Do you do the project yourself . . . or empower a team member?
This is a classic dilemma for leaders. On one hand, you know how you would like the project to go. On the other, you will never maximize the impact of your team if you do not give them new assignments.
Following are some guidelines to use to make your empowerment of team members actually work:
*Prepare Yourself to Give Up Control. This is not easy, especially if you are a perfectionist. You have to remind yourself that there are many different ways of doing something well – not just your way. And everything does not need to be done perfectly.

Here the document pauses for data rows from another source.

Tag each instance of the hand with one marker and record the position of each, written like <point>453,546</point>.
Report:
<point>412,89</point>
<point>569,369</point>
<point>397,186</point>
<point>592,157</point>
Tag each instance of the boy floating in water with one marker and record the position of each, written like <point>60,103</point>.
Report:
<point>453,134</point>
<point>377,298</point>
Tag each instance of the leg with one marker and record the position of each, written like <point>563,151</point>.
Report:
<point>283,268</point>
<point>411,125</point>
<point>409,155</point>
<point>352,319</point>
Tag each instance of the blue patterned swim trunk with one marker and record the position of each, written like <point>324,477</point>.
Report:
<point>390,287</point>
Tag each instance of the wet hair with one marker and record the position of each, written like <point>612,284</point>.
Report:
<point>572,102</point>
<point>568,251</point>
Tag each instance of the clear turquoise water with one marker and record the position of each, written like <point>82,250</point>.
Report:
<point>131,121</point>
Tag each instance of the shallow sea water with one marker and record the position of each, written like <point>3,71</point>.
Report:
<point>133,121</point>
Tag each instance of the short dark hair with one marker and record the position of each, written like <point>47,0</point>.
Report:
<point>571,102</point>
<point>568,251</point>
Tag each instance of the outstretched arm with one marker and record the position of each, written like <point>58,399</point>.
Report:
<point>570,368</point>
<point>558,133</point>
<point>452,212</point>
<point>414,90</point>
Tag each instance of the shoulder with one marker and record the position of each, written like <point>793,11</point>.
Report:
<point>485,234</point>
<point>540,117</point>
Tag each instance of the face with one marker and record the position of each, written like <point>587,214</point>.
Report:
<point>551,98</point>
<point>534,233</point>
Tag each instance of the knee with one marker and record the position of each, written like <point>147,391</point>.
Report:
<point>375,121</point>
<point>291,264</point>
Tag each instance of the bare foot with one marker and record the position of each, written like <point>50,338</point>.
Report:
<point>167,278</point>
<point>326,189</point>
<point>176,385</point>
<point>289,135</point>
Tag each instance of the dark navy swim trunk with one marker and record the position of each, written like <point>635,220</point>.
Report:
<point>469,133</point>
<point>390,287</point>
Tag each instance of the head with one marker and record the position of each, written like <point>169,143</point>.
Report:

*Clarify Decision Making Roles. Make sure the team member understands their authority and accountability – when they need to check back in with you and when they do not. Make sure they feel comfortable with a project with moderate consequences before increasing the stakes. Build up responsibility over time.
*Show You Believe in Your People. Tell them that you appreciate their talents and you are confident in them. At the same time, don’t “dump and disappear.” Make yourself available as appropriate. If they bring you a problem they encounter, ask for their recommendation – do not solve it for them.
*Acknowledge and Learn. Make sure to publicly acknowledge the great work someone does on a project. And then, insist on an After-Action Review. (For more on AARs, see this.) Ask the person you delegated to for a report on lessons learned.
As you empower others, you free yourself to take on new, innovative projects. This can help lead your organization into new areas of success and impact. In the meantime, you are growing and developing the talent pipeline of your organization. Empowerment is a win-win.
*Ideas for this blog taken from: Lancefield, D. “5 Strategies to Empower Employees to Make Decisions,” Harvard Business Review online, March 20, 2023.